Dreams were where Americans lived. An unwillingness to recognize the limits of reality and common sense in any walk of life became the signature of their political rhetoric, of their corporate marketing, and even of their national culture . . .The problem came from how these dreams were to be managed. In social life, questioning limits means not bowing down to anything. In economics, questioning limits means not paying for anything. At first, American Baby Boomers appeared to be doing with little effort what other generations had only managed to do by the sweat of their brows. But that was an illusion. What they were doing was using their generation’s voting power to arrogate future generation’s labor, and trading it to other nations and peoples for labor now. Reaganism meant  Reaganomics. Reaganomics meant debt.
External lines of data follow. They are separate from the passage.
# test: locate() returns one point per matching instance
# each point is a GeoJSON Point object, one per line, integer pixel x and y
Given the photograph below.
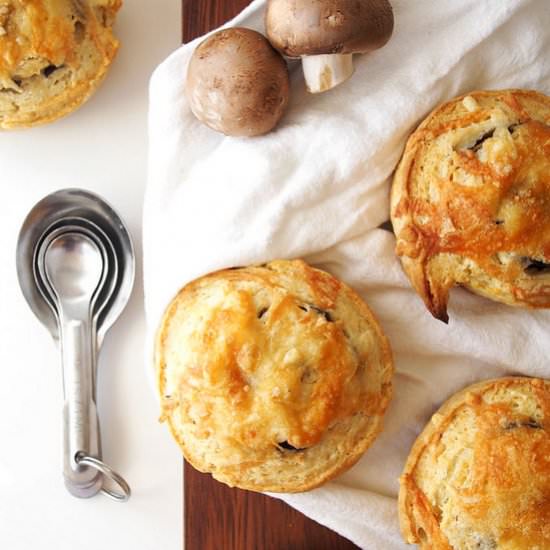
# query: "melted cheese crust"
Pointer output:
{"type": "Point", "coordinates": [53, 55]}
{"type": "Point", "coordinates": [273, 377]}
{"type": "Point", "coordinates": [478, 477]}
{"type": "Point", "coordinates": [471, 200]}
Keynesian economists had believed that higher taxes could make the economy not only fairer but more efficient. Rich people tended to sock their money away as savings. A progressive government could dislodge it via taxes and invest it in big projects, pumping up demand as it did. But this argument became harder to defend after FDR’s infrastructure state gave way to LBJ’s welfare state. ‘Supply-side’ economists now argue, with considerable cogency, that when government collected too much from ‘the rich’, potentially productive concentrations of investment capital were eroded, and spooned back into society in bites of welfare too small to be used for anything but immediate consumption. Tax cuts became the order of the day but spending was not diminished.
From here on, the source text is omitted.